Arun Gandhi's poor attempt at not being racist

(If this is the first you're hearing of this, see below for details.)

There are many things wrong with Arun Gandhi's post, that many people have noted. It's terribly insensitive to the memory of the Holocaust; it's pretty ignorant of the facts of the Israeli-Palestinian situation; it's utterly bizarre in how it puts Jews in the center of global violence.. I'd like to note one thing that I haven't seen and which is elementary to any sort of anti-racism. When Mr. Gandhi writes about a "Jewish identity," this is an essentialist understanding of what it means to be Jewish. In other words, if he allows exceptions (and allowing exceptions is nothing new to racism), it is for people who "aren't so Jewish," people lacking what Mr. Gandhi sees as a "Jewish identity," people who aren't like most Jews. In other words, his apology does not change what he said about most Jews - that the problem is their Jewishness. [Update: this blog post does a good job of explaining this.]

But how did he come to understand this "Jewish identity"? Did he go out asking lots of different Jews - of all walks of life, from all different parts of the globe, of all ages and denominations - what it means to each of them to be Jewish. Did he then base his conclusion on hearing from an overwhelming majority, "It's about the Holocaust"? No, he didn't. That's what being Jewish means to him. Undoubtedly, this notion of a Jewish identity serves as an excuse for being dismissive of Jews, for not taking the arguments Jews make seriously. Undoubtedly, that's how he arrived at such a distorted view of the Israeli-Palestinian situation.

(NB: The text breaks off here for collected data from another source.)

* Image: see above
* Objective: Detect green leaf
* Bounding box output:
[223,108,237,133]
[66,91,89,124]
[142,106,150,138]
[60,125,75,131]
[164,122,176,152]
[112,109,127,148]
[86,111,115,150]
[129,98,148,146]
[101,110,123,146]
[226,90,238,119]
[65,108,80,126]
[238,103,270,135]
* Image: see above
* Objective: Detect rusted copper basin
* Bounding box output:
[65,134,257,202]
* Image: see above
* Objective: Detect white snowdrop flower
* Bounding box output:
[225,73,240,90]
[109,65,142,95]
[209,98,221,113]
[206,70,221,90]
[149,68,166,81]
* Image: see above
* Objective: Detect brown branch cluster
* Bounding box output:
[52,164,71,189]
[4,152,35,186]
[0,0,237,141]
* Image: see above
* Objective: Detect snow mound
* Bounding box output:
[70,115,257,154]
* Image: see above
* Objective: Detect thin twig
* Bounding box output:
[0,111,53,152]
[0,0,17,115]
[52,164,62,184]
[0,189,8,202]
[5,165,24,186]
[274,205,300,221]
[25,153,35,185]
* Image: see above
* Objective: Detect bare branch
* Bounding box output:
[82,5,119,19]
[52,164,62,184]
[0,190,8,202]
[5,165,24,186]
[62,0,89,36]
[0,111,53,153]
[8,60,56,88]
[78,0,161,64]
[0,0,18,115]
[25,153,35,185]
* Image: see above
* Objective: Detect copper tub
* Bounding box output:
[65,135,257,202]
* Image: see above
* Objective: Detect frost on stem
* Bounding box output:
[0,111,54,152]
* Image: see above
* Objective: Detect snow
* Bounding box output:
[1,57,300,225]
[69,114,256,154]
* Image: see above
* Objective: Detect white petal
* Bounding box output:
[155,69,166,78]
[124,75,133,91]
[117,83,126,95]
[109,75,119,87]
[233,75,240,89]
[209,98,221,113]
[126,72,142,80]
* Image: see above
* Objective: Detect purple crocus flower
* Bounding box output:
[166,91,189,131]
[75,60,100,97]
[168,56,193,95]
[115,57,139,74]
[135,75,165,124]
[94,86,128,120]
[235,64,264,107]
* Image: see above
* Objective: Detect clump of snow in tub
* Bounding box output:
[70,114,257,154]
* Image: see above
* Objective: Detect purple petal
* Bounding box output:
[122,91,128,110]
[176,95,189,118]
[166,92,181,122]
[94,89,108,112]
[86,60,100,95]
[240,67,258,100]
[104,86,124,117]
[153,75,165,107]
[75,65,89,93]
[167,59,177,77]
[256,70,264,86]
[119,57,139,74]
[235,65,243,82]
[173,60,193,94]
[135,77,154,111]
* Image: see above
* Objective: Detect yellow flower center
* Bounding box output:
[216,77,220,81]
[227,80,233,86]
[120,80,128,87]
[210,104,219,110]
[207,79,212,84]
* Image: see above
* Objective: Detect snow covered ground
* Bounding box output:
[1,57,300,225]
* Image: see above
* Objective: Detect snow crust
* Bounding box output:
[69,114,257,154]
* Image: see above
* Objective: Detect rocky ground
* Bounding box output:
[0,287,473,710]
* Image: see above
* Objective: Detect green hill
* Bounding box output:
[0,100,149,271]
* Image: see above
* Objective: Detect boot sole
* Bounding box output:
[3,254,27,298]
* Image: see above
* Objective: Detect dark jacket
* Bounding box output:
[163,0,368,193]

Funny how so many of my posts about antisemitism wind up referencing Edward Said.
Jewish identity in the past has been locked into the holocaust experience -- a German burden that the Jews have not been able to shed.
We have created a culture of violence (Israel and the Jews are the biggest players) and that Culture of Violence is eventually going to destroy humanity.
In the apology Arun Gandhi wrote for having written such things, he said:
I do not believe and should not have implied that the policies of the Israeli government are reflective of the views of all Jewish people.
The ADL wrote that the apology was hardly enough:
We believe you owe a true apology to the Jewish people for your insensitive and offensive remarks about the Holocaust, and your suggestion that the memory of its victims is being misused to advance a nation's violent behavior. This is a classic attempt to blame the victim.
On Bintel Blog, Daniel Treiman, web editor for The Forward, agreed:
The ADL is, quite rightly, not impressed.
Inside Higher Ed has an almost disturbingly neutral characterization of the matter that notes that Joel Seligman, President of the University of Rochester, where the M.K. Gandhi Institute which Arun Gandhi founded is located said:
his subsequent apology inadequately explains his stated views, which seem fundamentally inconsistent with the core values of the University of Rochester... This kind of stereotyping is inconsistent with our core values and would be inappropriate when applied to any race, any religion, any nationality, or either gender.